A sergeant of the Household Guard, plumed and armored and as stiff as his sword, led me to Bassin the First. I recognized him. He had been a platoon sergeant during the Expulsion-in fact I had decorated him myself.

As we clattered up stone stairs, I asked, “What do you make of recent developments, Sergeant?”

He snorted into his gray mustache. “If I may be blunt, General?”

“One soldier to another, Sarge.”

“This old world’s still turning today, ain’t she? If His Majesty would say the word, I’d drop a boiling oil cauldron on them bellyachers. We still got the old cauldrons in the gatehouse. That’s what the queen, may paradise spare her from allies, would have done already.”

“Yep. That’s how we treat dissidents where I come from, Sarge.”

He raised his eyebrows. “Really, sir?” Then he smiled and nodded. He leaned back toward me and covered his mouth with his hand as he whispered, “I suggested it to His Majesty. Perhaps you could put in a word, as well?”

I sighed. “If it comes up.”

Bassin received me on a terrace outside his apartments, overlooking the distant crowds. We stood staring down, our hands on the terrace rail.
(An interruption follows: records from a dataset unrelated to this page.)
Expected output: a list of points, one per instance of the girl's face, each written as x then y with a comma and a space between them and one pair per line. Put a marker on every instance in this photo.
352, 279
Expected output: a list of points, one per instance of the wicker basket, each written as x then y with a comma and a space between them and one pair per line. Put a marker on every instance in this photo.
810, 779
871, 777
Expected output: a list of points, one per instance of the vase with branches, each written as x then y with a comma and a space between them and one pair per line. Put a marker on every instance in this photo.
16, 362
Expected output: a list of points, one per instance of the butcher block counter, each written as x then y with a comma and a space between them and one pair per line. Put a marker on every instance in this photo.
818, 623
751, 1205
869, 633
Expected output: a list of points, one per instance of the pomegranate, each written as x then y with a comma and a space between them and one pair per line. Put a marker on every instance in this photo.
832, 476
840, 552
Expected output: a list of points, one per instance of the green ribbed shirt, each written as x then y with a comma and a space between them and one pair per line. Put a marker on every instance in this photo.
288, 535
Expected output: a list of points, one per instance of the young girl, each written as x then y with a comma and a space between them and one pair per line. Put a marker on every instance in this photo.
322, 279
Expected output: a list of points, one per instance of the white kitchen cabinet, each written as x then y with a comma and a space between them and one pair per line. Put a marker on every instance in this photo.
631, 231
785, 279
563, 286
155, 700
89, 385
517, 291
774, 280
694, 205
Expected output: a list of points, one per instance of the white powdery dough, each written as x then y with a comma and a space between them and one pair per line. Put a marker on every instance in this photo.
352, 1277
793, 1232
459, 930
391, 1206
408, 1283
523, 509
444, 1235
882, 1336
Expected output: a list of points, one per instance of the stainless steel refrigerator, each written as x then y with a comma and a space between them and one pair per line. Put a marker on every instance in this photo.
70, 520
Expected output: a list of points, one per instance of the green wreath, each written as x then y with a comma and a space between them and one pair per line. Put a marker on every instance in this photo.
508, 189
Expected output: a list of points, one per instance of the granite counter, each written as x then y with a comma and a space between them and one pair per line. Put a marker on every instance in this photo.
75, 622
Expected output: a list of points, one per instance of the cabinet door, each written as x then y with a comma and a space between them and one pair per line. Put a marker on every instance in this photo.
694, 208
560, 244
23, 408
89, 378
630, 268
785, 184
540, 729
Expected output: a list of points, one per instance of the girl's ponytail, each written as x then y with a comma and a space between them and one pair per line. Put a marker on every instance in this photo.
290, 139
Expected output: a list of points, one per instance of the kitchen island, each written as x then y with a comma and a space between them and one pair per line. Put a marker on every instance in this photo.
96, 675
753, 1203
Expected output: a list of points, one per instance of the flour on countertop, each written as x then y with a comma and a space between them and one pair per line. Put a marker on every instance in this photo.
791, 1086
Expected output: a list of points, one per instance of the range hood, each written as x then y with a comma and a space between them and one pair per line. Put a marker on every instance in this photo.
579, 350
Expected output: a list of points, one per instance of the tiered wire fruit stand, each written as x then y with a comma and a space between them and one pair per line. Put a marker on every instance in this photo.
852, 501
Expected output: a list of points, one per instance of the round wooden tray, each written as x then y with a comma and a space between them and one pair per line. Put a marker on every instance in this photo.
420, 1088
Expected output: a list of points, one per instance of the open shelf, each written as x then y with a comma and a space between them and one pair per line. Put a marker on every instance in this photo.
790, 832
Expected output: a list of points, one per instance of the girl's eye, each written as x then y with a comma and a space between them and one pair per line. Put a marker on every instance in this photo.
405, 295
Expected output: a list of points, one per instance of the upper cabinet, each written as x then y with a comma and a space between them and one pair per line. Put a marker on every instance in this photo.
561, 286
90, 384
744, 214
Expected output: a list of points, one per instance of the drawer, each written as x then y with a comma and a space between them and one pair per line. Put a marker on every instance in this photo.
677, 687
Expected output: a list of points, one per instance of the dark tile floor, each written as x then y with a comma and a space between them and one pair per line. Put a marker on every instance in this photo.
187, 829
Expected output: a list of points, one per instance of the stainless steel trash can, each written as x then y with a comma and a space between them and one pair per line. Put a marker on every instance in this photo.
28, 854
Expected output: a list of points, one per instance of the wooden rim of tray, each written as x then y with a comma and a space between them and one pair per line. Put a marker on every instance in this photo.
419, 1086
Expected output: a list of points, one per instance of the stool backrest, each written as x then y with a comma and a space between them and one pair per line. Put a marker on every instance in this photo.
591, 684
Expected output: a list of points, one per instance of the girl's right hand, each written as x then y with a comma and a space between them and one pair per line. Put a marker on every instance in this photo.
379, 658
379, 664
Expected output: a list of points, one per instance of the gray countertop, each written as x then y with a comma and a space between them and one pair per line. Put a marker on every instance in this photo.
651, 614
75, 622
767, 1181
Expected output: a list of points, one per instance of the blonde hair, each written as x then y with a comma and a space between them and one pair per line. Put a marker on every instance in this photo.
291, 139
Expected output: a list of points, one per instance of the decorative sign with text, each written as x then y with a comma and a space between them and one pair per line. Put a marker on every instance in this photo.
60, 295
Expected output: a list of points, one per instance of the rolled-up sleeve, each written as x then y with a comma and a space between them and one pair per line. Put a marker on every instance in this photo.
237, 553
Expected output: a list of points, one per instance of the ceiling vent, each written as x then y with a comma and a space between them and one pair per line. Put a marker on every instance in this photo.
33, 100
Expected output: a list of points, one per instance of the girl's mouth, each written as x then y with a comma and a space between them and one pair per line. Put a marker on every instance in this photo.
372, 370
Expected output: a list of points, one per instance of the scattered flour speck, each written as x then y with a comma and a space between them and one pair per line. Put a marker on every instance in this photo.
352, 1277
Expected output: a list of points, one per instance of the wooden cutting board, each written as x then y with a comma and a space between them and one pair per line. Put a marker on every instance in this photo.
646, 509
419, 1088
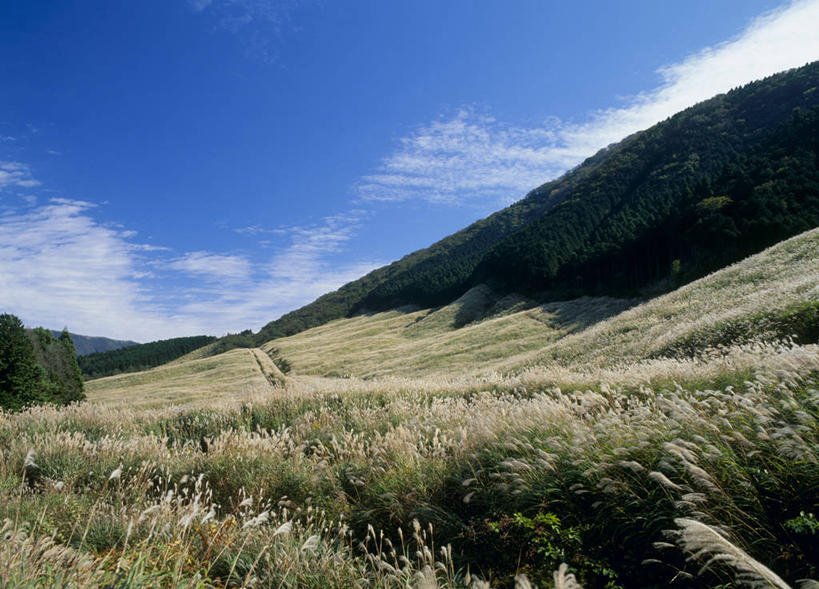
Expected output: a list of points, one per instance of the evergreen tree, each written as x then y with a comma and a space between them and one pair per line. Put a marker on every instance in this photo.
21, 379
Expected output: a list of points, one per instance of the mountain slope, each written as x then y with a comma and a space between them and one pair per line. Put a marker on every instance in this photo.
582, 334
140, 356
706, 187
87, 344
Bassin smiled, his lips tight. “In my grandmother’s day-in my mother’s day-no one would have dared assemble to express dissatisfaction with monarchial stewardship.”

I smiled back. “Second thoughts about reform?”

“Daily. My grandmothers and my mother would be appalled at the state of the nation. The aristocrats and the western tribes are.”

“Maybe even some of your household staff.”

He smiled again. “Ah, yes. The boiling oil.”

“You could go back to doing things the way your family always did them. Even that. You are the king.”

The absolute monarch of Bren, who had lost a leg and an eye as a maverick crown prince opposed to slavery, crossed his arms. “I’d sooner be hanged and disemboweled by a mob.”

I eyed the protestors beyond the gates. “Be careful what you wish for. I hear your advisers want us to pour the oil for you.”

“They do. But I am king. Jason, if I resort to force at the first disagreement…” He shook his head. “We’ll stay the course of civil resolution here. We’ll assist the motherworld any way we can with the wider war, but you’re the ones with the starships.”

“If you weren’t going to ask me to have my troops break some heads, then why did you ask me here?”

“Not to ask anything of you, my friend. To ask how you’re managing. Ord was more to you than an exceptional noncommissioned officer.”

I stared out across the city, at the slow-flowing River Marin. “I don’t know. How did you manage when your mother died?”